The Jordan Times (Editorial)
January 8, 2010 - 1:00am

The 2,000-year-old Dead Sea Scrolls have become a serious bone of contention between Jordan, the Palestinians and Israel after the latter seized them in the wake of its occupation of the West Bank in 1967.

The legal squabble over which country has jurisdiction over the artefacts, which were recently on display at the Royal Ontario Museum in Toronto, threatens to mushroom into a political controversy where the Canadian government could end up taking centre stage.

All sides have made claims over the two-millennia old scrolls and asked Ottawa to honour their respective positions. This growing dispute, however, is not a free-for-all controversy as there are international guidelines to govern its settlement.
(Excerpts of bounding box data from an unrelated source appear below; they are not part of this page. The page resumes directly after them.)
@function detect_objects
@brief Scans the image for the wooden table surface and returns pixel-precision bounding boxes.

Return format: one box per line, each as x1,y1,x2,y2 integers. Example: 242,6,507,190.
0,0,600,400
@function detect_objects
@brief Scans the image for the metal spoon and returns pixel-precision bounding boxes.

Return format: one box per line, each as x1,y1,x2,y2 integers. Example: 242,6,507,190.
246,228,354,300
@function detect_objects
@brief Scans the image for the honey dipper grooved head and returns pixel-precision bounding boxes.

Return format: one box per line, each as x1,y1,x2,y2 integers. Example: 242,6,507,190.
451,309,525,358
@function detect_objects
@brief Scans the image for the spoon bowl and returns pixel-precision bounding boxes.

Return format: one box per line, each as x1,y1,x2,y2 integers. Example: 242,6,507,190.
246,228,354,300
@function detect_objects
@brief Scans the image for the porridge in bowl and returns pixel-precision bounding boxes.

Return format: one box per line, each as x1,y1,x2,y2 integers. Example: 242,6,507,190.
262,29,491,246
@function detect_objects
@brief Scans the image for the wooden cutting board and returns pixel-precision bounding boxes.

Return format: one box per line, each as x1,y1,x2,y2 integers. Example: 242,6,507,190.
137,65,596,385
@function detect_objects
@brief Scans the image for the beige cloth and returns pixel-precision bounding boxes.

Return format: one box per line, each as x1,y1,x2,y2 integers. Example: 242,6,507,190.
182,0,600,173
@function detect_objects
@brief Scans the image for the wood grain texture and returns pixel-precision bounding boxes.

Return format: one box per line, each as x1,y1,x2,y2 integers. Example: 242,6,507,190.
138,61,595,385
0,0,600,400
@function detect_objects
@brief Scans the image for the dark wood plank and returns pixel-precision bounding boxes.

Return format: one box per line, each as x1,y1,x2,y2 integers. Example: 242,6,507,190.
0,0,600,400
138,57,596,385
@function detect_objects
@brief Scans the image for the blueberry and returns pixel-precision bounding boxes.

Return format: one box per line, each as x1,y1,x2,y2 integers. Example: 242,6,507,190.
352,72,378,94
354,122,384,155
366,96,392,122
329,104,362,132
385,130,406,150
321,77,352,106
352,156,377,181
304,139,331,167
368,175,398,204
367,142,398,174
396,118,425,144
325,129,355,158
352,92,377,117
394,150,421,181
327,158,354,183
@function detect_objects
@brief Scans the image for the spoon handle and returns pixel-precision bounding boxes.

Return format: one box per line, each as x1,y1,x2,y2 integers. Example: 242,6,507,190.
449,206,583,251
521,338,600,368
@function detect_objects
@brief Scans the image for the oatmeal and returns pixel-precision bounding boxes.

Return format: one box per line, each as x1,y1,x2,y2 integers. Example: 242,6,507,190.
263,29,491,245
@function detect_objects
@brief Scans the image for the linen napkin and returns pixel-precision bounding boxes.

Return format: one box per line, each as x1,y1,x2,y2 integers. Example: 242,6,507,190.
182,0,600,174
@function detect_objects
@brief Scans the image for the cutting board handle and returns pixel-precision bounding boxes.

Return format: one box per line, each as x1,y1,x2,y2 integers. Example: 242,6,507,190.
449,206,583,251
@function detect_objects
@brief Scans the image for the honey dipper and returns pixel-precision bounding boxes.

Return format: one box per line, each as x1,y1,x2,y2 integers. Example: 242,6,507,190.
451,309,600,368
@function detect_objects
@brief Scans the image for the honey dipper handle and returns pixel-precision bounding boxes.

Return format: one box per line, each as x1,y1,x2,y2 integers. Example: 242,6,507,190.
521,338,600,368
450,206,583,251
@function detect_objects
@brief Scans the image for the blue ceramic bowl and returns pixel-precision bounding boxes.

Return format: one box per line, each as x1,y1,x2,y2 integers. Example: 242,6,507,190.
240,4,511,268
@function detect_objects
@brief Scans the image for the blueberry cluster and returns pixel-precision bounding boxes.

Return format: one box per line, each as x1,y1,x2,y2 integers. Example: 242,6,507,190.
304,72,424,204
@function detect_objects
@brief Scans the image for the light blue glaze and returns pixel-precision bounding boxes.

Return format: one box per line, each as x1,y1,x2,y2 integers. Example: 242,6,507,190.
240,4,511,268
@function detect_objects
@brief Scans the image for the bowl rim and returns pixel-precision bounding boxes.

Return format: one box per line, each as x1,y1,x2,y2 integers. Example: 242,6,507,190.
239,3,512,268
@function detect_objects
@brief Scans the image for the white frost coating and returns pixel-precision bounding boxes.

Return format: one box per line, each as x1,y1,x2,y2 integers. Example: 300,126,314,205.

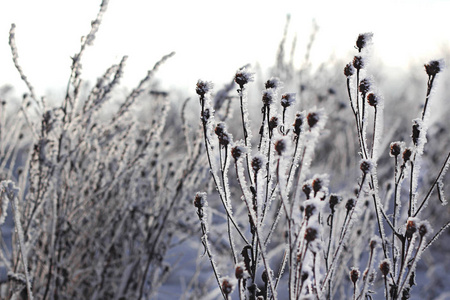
372,93,384,162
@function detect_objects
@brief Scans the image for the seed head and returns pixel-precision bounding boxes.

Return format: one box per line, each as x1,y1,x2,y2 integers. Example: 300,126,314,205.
202,108,211,123
281,93,295,108
367,93,379,107
269,117,280,132
222,278,233,296
369,236,381,250
344,63,355,78
329,194,342,213
293,113,305,136
195,79,213,96
359,159,374,175
231,145,247,160
305,227,318,243
302,182,313,199
306,112,320,128
353,55,364,70
356,32,373,52
194,192,208,209
262,88,275,106
235,262,249,279
304,200,317,220
350,268,361,284
389,142,404,157
265,77,283,90
403,148,412,163
234,67,255,89
359,78,372,95
425,60,444,76
275,139,288,156
345,198,355,213
252,154,265,174
312,175,328,196
380,259,391,277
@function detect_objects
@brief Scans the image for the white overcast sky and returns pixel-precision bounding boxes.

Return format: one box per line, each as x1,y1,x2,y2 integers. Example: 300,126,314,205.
0,0,450,95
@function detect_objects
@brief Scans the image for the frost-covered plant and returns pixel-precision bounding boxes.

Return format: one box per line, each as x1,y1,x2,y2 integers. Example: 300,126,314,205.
197,33,450,300
0,1,202,299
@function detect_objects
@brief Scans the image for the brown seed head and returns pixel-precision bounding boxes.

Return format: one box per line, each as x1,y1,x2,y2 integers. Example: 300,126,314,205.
350,268,361,284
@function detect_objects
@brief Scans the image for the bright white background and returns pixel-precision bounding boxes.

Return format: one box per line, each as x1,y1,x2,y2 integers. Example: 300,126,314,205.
0,0,450,96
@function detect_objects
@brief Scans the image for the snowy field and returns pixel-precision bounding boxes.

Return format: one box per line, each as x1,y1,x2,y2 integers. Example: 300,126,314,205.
0,0,450,300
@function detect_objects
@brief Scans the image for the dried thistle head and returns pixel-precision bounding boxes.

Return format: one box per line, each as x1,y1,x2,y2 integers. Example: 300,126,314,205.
356,32,373,52
353,55,365,70
195,79,213,96
231,144,247,160
359,159,374,175
234,262,250,279
306,112,320,128
305,226,319,243
302,182,313,199
234,67,255,89
194,192,208,209
265,77,283,90
329,194,342,213
367,93,380,107
262,88,276,106
403,148,412,163
281,93,295,108
359,78,372,94
252,154,266,174
222,277,234,297
380,259,391,277
350,267,361,284
275,138,288,156
345,198,356,213
344,63,355,78
425,60,444,76
389,142,404,157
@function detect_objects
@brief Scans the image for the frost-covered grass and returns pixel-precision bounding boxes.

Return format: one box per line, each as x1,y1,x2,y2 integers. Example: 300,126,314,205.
194,33,450,299
0,1,450,299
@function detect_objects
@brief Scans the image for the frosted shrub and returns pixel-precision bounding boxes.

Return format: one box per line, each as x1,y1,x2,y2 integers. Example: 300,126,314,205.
0,1,204,299
197,33,450,300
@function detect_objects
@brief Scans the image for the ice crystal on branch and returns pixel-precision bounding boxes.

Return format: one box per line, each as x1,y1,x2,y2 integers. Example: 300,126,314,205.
356,32,373,52
344,63,355,78
234,67,255,89
265,77,283,91
281,93,295,108
425,60,444,76
195,79,213,96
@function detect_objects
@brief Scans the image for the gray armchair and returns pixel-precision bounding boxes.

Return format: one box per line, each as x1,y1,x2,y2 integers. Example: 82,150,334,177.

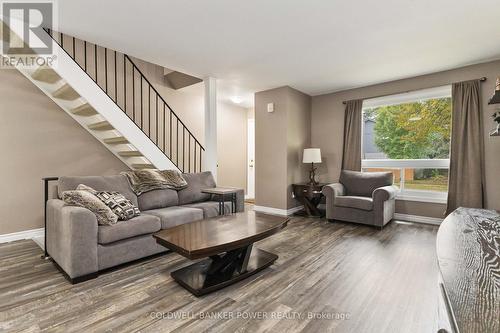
322,170,397,228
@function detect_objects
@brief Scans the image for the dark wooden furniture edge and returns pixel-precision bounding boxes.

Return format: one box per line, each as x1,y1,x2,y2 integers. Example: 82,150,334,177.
153,218,290,260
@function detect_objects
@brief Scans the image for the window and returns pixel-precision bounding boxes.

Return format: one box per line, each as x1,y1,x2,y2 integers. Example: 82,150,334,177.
362,86,451,202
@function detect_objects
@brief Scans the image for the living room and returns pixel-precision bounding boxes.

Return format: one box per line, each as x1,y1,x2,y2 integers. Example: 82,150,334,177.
0,0,500,332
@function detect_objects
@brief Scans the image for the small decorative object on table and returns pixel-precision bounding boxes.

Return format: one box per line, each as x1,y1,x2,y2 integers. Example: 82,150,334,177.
201,187,238,215
302,148,321,185
490,110,500,136
292,183,326,217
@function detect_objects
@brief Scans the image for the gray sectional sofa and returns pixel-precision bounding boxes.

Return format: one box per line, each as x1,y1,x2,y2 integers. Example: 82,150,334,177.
46,172,244,283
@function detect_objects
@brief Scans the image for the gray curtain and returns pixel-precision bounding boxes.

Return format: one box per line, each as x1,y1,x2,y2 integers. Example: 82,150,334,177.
446,80,484,214
342,100,363,171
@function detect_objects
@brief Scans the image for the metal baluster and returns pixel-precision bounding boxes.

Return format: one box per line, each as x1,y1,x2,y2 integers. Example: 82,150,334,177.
168,111,174,158
83,40,87,72
148,82,151,137
123,53,127,113
163,102,167,153
115,51,118,105
141,76,144,128
182,126,186,172
132,66,135,123
155,94,159,145
94,44,99,84
104,48,108,94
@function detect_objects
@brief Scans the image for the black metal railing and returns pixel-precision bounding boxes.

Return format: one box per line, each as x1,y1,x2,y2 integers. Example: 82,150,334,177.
46,29,205,172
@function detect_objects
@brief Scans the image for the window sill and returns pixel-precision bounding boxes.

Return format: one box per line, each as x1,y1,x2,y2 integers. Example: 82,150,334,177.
396,193,447,204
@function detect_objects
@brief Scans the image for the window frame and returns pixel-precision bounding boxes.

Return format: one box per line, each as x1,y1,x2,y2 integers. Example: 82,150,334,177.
361,85,451,204
361,159,450,203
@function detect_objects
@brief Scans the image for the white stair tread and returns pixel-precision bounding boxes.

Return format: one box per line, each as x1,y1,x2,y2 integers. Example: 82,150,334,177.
87,120,114,131
71,103,97,117
52,84,80,101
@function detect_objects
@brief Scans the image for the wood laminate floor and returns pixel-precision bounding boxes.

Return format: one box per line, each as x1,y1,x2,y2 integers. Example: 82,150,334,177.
0,217,438,333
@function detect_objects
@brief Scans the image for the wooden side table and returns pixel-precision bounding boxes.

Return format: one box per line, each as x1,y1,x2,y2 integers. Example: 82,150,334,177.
292,184,326,217
201,187,238,215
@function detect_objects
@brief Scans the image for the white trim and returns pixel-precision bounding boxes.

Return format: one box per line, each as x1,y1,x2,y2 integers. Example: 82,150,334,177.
253,206,304,216
394,213,443,225
0,228,44,243
361,158,450,169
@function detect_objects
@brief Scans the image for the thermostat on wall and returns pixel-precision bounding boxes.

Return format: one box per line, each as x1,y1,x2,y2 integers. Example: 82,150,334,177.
267,103,274,112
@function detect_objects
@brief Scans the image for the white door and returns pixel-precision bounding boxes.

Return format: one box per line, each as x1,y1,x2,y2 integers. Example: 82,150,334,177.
247,119,255,199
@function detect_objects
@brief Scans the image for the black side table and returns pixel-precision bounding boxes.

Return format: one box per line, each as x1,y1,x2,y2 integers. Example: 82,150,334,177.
292,184,326,217
201,187,238,215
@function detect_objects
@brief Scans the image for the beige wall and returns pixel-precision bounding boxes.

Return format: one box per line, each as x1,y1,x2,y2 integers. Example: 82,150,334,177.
217,103,248,190
287,88,311,209
311,61,500,217
0,69,128,235
255,87,311,209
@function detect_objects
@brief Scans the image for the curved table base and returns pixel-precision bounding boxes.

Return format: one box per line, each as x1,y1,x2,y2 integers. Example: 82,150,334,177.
170,245,278,297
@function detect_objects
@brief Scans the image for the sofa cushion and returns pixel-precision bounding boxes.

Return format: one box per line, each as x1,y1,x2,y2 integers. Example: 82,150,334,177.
335,196,373,211
95,191,141,221
339,170,393,197
62,189,118,225
178,171,215,205
137,189,179,211
142,206,203,229
182,201,231,219
57,175,138,206
97,214,161,244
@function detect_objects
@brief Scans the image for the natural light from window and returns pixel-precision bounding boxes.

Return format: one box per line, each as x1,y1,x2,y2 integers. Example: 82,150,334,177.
362,86,451,202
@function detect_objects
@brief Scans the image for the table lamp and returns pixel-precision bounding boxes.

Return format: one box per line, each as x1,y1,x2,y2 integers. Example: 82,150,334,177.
302,148,321,185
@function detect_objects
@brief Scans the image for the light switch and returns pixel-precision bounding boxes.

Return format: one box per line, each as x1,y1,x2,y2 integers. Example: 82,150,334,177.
267,103,274,112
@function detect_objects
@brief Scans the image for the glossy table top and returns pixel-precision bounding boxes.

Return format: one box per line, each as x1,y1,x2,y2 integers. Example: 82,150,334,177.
153,211,289,259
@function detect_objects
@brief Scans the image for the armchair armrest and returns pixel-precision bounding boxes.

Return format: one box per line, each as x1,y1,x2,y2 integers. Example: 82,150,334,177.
321,183,345,219
372,185,398,202
372,185,398,227
46,199,99,279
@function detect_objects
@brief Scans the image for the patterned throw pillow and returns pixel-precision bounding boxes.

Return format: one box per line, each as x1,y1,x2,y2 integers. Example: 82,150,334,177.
62,190,118,225
96,191,141,221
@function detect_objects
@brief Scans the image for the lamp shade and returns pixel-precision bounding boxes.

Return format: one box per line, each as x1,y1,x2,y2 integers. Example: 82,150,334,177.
302,148,321,163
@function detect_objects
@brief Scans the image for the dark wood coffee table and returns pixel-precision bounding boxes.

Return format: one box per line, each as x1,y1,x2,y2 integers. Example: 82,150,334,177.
153,211,289,296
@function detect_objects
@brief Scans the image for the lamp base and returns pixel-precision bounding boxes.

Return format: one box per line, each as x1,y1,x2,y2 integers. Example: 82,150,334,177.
309,163,318,185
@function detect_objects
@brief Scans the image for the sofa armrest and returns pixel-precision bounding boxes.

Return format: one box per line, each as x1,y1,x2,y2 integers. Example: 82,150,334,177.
46,199,99,279
321,183,345,219
372,185,398,203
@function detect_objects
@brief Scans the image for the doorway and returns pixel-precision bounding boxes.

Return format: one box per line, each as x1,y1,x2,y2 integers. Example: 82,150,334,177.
246,119,255,200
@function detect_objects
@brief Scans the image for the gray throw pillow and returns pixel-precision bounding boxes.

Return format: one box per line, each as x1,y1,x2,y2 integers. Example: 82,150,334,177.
62,190,118,225
96,191,141,221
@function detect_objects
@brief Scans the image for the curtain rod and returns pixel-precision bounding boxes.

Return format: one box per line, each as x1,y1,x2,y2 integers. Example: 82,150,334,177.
342,76,487,104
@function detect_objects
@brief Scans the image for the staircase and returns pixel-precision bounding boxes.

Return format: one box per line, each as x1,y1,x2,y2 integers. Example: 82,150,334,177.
4,25,204,172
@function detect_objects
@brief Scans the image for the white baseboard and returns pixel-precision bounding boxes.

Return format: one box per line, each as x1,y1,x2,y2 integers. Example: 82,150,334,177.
0,228,44,243
253,206,304,216
394,213,443,225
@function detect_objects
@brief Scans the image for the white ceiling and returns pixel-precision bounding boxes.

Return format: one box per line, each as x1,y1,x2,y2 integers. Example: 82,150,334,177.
58,0,500,106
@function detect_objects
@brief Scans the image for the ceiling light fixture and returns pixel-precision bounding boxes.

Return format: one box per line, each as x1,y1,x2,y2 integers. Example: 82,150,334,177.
231,96,243,104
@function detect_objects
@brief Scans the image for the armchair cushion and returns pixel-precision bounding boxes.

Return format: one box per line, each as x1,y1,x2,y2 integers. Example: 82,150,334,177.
335,196,373,211
339,170,393,197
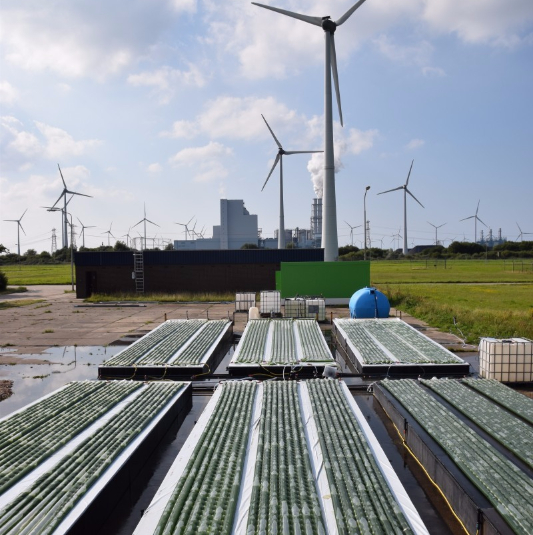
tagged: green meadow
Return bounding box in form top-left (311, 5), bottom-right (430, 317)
top-left (0, 259), bottom-right (533, 343)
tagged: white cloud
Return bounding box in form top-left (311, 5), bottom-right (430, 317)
top-left (147, 163), bottom-right (163, 174)
top-left (161, 96), bottom-right (305, 140)
top-left (1, 0), bottom-right (181, 80)
top-left (159, 121), bottom-right (198, 139)
top-left (405, 139), bottom-right (426, 150)
top-left (374, 34), bottom-right (445, 76)
top-left (169, 141), bottom-right (233, 182)
top-left (0, 81), bottom-right (19, 106)
top-left (128, 64), bottom-right (206, 104)
top-left (0, 117), bottom-right (101, 160)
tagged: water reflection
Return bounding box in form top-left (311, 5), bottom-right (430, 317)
top-left (0, 346), bottom-right (123, 418)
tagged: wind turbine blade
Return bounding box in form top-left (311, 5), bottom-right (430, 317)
top-left (405, 160), bottom-right (415, 186)
top-left (57, 164), bottom-right (67, 189)
top-left (261, 153), bottom-right (280, 191)
top-left (331, 34), bottom-right (344, 126)
top-left (51, 191), bottom-right (65, 209)
top-left (261, 114), bottom-right (283, 149)
top-left (335, 0), bottom-right (365, 26)
top-left (65, 193), bottom-right (92, 199)
top-left (252, 2), bottom-right (322, 26)
top-left (284, 150), bottom-right (324, 155)
top-left (405, 188), bottom-right (425, 208)
top-left (378, 186), bottom-right (403, 195)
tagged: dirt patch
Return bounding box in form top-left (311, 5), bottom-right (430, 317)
top-left (0, 379), bottom-right (13, 401)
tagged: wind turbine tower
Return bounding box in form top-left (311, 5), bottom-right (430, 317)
top-left (76, 217), bottom-right (94, 247)
top-left (344, 221), bottom-right (361, 247)
top-left (131, 203), bottom-right (159, 249)
top-left (50, 228), bottom-right (57, 254)
top-left (460, 199), bottom-right (487, 243)
top-left (252, 0), bottom-right (365, 262)
top-left (50, 164), bottom-right (91, 247)
top-left (4, 208), bottom-right (28, 256)
top-left (378, 160), bottom-right (424, 255)
top-left (261, 114), bottom-right (322, 249)
top-left (428, 221), bottom-right (446, 246)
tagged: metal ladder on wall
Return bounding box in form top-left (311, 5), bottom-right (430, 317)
top-left (133, 253), bottom-right (144, 293)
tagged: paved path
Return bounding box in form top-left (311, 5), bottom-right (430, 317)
top-left (0, 285), bottom-right (461, 364)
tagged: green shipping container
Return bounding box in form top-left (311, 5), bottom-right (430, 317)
top-left (276, 261), bottom-right (370, 299)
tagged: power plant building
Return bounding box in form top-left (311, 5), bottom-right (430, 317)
top-left (174, 199), bottom-right (259, 251)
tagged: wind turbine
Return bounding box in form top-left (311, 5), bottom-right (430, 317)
top-left (460, 199), bottom-right (487, 243)
top-left (428, 221), bottom-right (446, 245)
top-left (391, 229), bottom-right (402, 249)
top-left (76, 218), bottom-right (94, 247)
top-left (52, 164), bottom-right (91, 247)
top-left (252, 0), bottom-right (365, 262)
top-left (344, 220), bottom-right (361, 247)
top-left (102, 221), bottom-right (116, 245)
top-left (4, 208), bottom-right (28, 256)
top-left (121, 228), bottom-right (131, 247)
top-left (261, 114), bottom-right (324, 249)
top-left (512, 223), bottom-right (533, 241)
top-left (174, 216), bottom-right (194, 240)
top-left (131, 203), bottom-right (159, 249)
top-left (378, 160), bottom-right (424, 254)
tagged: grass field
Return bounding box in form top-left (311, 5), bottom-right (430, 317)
top-left (370, 259), bottom-right (533, 285)
top-left (378, 284), bottom-right (533, 344)
top-left (85, 293), bottom-right (235, 303)
top-left (0, 264), bottom-right (76, 286)
top-left (0, 260), bottom-right (533, 343)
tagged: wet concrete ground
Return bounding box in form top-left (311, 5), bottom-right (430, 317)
top-left (0, 286), bottom-right (462, 358)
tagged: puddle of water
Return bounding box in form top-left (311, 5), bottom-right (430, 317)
top-left (0, 346), bottom-right (122, 418)
top-left (354, 393), bottom-right (461, 535)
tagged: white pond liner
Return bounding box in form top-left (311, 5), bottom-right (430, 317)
top-left (133, 381), bottom-right (429, 535)
top-left (0, 382), bottom-right (190, 535)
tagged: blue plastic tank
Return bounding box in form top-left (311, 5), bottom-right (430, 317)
top-left (350, 287), bottom-right (390, 318)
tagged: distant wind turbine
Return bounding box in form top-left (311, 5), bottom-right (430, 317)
top-left (174, 216), bottom-right (194, 240)
top-left (428, 221), bottom-right (446, 245)
top-left (4, 208), bottom-right (28, 256)
top-left (131, 203), bottom-right (159, 249)
top-left (378, 160), bottom-right (424, 254)
top-left (52, 164), bottom-right (91, 247)
top-left (391, 229), bottom-right (402, 249)
top-left (512, 223), bottom-right (533, 241)
top-left (344, 220), bottom-right (361, 247)
top-left (76, 218), bottom-right (95, 247)
top-left (252, 0), bottom-right (365, 262)
top-left (460, 199), bottom-right (487, 243)
top-left (261, 114), bottom-right (324, 249)
top-left (102, 221), bottom-right (116, 245)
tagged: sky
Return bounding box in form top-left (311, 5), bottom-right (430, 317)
top-left (0, 0), bottom-right (533, 252)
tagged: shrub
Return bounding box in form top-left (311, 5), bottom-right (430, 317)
top-left (0, 271), bottom-right (7, 292)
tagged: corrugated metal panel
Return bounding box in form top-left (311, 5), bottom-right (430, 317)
top-left (74, 251), bottom-right (133, 269)
top-left (144, 249), bottom-right (324, 266)
top-left (74, 249), bottom-right (324, 267)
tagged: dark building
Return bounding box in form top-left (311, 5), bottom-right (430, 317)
top-left (74, 249), bottom-right (324, 298)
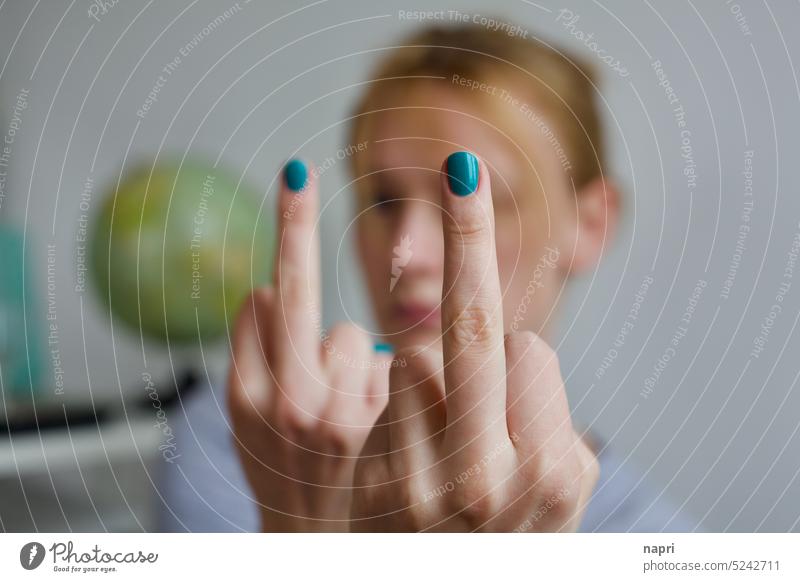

For starters, there is no dispute over the fact that the religious manuscripts were in a Jordanian museum when Israel occupied East Jerusalem in 1967. There is also no doubt that the West Bank, including East Jerusalem, was an integral part of the Jordanian territory. There is also no question about the applicability of the 1954 Hague Convention for the Protection of Cultural Property in the Event of Armed Conflict to this confrontation.

The primary concern remains the protection and the preservation of these important discoveries that provided the earliest written sources of the Old Testament.

Second, the application of the relevant international law must be the basis for the resolution of this dispute.

It would seem that the only sensible way out of this deadlock is to refer the case to the International Court of Justice for a proper and lawful resolution. Or else, UNESCO can be called upon to examine this crisis in its entirety and shed more light on how it should be pursued and resolved.

In any case, this issue must not be blown out of proportion as a resolution can be found on the basis of the foregoing undisputed facts and principles.

These historical and religious treasures belong to all humanity, including the three monotheistic faiths. What is more important is how to safeguard them and protect them from any form of exploitation.